Data Flow
Here's the general approach I'd take to solving your problem.
I started with your source data and added some other conditions - a NULL as well as a 14 and 15 year to ensure my logic later is correct.
SELECT
D.DrvDOB
FROM
(
VALUES
('470324')
, ('470324')
, ('470209')
, ('140209')
, ('150209')
, ('101')
, ('0')
, (NULL)
) D(DrvDOB);
This is going to seem like a lot of work, but for me, this is the most maintainable approach. If something's wrong, I can simply inspect between the derived columns and find the failing bit of logic. Many people mistakenly believe the amount of components on a data flow decrease the processing time. The reverse case can actually be true, see the sqlblog post at the end for more details.
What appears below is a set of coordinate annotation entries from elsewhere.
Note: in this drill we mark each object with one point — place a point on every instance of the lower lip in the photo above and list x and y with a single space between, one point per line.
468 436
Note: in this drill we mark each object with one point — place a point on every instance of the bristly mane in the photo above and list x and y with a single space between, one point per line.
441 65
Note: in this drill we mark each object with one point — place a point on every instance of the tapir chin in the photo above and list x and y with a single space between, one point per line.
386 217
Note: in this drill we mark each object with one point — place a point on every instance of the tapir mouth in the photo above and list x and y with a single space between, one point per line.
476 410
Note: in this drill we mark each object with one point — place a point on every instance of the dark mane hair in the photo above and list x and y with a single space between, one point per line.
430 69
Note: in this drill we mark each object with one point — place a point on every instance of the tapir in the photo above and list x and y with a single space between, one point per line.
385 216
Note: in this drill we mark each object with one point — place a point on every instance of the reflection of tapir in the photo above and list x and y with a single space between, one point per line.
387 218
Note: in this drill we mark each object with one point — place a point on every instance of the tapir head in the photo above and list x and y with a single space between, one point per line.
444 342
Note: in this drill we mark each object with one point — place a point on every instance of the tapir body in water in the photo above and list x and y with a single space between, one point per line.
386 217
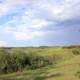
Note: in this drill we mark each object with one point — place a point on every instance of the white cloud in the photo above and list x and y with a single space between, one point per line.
3 44
10 5
28 35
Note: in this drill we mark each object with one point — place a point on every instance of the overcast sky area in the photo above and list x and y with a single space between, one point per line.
39 22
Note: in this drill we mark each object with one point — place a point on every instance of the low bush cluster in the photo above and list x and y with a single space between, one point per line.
17 60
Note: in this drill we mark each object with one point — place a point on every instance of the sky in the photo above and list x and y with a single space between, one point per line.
39 22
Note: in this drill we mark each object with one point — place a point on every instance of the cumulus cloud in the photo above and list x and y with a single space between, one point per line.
3 44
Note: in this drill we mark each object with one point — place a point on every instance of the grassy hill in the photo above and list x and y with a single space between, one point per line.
59 63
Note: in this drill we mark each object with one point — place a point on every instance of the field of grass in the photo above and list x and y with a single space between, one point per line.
65 68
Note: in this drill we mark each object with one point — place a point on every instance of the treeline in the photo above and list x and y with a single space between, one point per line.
18 59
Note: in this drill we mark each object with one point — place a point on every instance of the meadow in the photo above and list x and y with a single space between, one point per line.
40 63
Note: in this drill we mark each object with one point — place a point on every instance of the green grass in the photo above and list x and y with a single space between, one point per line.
68 68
Create a column called IsValidLength
This is going to provide us a boolean to tell us whether we even need to try and parse the year, month and day from the string. I'm ensuring we don't have a NULL value and that the length is 6. Otherwise, we're going to flag as invalid
!IsNull([DrvDOB]) && LEN([DrvDOB]) == 6
I then am going to generate 3 more string columns (der_Year, der_Month, der_Day) with the parsed year, month and day. Otherwise, I'm going to use 00 as my value. Again, I only attempt to parse the string if it's valid.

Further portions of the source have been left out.